Outstanding funded revolving debt was zero as of March 28, 2020 compared to $800,000 as of December 28, 2019. The highest balance outstanding during the first three months of 2020 and 2019 was $2,950,000 and $2,200,000, respectively. Average outstanding funded debt was $1,134,000 and $802,000 for the first three months of 2020 and 2019 respectively. At March 28, 2020, the Company had outstanding letters of credit totaling $5,620,000. At all times since the inception of the Credit Agreement, the Company has had sufficient qualifying and eligible assets such that the available borrowing capacity exceeded the cash needs of the Company.

 

Management expects a trend of decreased working capital and decreased cash from continuing operations, relative to fiscal year 2019, may occur over the remainder of fiscal 2020 due to uncertainty of the impact of the COVID-19 coronavirus pandemic and related governmental reaction on economic conditions.
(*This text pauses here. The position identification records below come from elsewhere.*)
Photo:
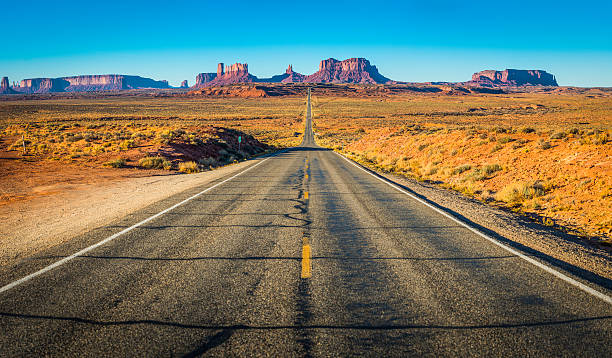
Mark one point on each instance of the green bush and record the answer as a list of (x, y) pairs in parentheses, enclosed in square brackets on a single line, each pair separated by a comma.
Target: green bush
[(155, 163), (117, 163)]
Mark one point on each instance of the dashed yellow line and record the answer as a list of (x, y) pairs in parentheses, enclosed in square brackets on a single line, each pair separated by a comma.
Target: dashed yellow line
[(306, 268)]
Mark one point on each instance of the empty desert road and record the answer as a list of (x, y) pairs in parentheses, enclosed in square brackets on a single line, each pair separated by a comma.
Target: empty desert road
[(303, 254)]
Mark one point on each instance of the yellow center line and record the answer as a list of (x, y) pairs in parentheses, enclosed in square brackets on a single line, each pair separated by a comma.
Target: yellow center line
[(306, 269)]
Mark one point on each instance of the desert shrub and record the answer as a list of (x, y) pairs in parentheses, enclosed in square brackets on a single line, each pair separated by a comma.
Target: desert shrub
[(73, 138), (460, 169), (423, 146), (601, 138), (208, 162), (117, 163), (491, 168), (520, 191), (544, 145), (476, 175), (188, 167), (127, 144), (155, 163), (558, 135), (496, 148)]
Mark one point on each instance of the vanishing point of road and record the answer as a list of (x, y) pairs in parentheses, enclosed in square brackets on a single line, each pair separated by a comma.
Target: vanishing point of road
[(302, 254)]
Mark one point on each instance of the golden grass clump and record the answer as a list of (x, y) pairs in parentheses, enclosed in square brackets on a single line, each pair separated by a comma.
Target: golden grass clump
[(188, 167)]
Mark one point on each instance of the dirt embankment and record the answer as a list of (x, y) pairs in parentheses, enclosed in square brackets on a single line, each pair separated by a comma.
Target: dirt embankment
[(54, 202)]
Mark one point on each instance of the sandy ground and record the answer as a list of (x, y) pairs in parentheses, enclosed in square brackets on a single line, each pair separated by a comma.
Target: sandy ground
[(549, 241), (41, 208)]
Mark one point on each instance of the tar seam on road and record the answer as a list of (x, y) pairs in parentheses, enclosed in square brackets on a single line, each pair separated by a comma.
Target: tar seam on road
[(546, 268), (112, 237), (306, 267)]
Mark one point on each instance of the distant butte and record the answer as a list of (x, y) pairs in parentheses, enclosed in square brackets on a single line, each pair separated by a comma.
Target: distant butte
[(510, 77), (87, 83), (353, 70)]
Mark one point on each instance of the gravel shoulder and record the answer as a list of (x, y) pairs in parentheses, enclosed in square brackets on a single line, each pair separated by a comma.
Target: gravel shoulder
[(549, 243), (40, 222)]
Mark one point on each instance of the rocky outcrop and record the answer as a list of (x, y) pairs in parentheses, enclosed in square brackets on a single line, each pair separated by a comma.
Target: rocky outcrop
[(42, 85), (511, 77), (236, 73), (353, 70), (203, 79), (88, 83), (5, 87), (292, 76)]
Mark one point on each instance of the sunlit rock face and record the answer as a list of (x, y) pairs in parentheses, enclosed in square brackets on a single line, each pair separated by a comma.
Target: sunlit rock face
[(510, 77), (87, 83), (353, 70)]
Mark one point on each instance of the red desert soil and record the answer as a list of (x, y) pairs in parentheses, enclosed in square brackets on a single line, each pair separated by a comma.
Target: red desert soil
[(46, 203)]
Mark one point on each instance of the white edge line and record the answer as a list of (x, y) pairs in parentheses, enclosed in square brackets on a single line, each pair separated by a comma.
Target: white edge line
[(114, 236), (546, 268)]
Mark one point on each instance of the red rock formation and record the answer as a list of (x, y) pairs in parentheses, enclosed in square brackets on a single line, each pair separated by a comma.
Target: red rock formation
[(86, 83), (5, 87), (510, 77), (236, 73), (353, 70), (292, 77), (203, 78)]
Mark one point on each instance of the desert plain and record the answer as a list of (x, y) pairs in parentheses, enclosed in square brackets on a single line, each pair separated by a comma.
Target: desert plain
[(543, 154)]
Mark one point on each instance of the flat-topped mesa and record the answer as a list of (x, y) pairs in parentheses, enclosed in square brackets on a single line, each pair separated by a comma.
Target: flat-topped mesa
[(5, 87), (237, 69), (87, 83), (231, 74), (352, 70), (220, 69), (292, 77), (511, 77)]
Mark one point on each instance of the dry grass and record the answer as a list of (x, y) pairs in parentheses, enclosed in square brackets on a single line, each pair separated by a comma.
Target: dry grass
[(547, 154), (188, 167)]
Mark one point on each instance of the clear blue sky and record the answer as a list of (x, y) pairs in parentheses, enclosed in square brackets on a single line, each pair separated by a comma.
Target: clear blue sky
[(426, 40)]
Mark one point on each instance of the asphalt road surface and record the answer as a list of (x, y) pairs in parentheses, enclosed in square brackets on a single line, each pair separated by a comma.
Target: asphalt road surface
[(305, 254)]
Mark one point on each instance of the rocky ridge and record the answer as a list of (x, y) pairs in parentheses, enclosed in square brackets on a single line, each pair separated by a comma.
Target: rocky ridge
[(353, 70), (511, 77), (87, 83), (5, 87)]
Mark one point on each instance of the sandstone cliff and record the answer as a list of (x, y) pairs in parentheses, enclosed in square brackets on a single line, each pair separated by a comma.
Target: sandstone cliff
[(353, 70), (5, 87), (236, 73), (86, 83), (510, 77)]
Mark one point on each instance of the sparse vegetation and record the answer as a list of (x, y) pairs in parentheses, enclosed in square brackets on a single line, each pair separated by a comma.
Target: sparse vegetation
[(117, 163), (188, 167), (155, 163), (545, 144)]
Although no assurance can be provided that the Company will obtain forgiveness of the PPP Loan (See note 20) in whole or in part, management currently expects to use the proceeds of the PPP Loan for forgivable purposes in accordance with the CARES Act, and management expects that such proceeds will substantially fund any trend of increased working capital requirements and to offset the decreased cash from continuing operations, relative to fiscal year 2019, that may occur into the second quarter of fiscal 2020.

 

Management cannot currently predict when the negative impacts on the Company and its businesses related to the COVID-19 coronavirus pandemic and related governmental reaction will end. Although the Company believes that its existing cash balance, anticipated cash flow from continuing operations and available borrowing capacity under the Credit Agreement and the PPP Loan will be sufficient to cover expected cash needs during the remainder of fiscal year 2020, that belief is based on the assumption that negative impacts related to the COVID-19 coronavirus pandemic and related governmental reaction will substantially improve commencing in the second quarter and continuing thereafter.

 

The Company was not in compliance with the Fixed Coverage Charge Ratio covenant under the Credit Agreement as of December 28, 2019. The lender provided a waiver of the covenant violation for the period ended December 28, 2019. Based on the assumption that negative impacts related to the COVID-19 coronavirus pandemic and related governmental reaction will substantially improve commencing in the second quarter and continuing thereafter, the Company currently expects to be in compliance with all covenants under the Credit Agreement throughout the facility’s remaining term.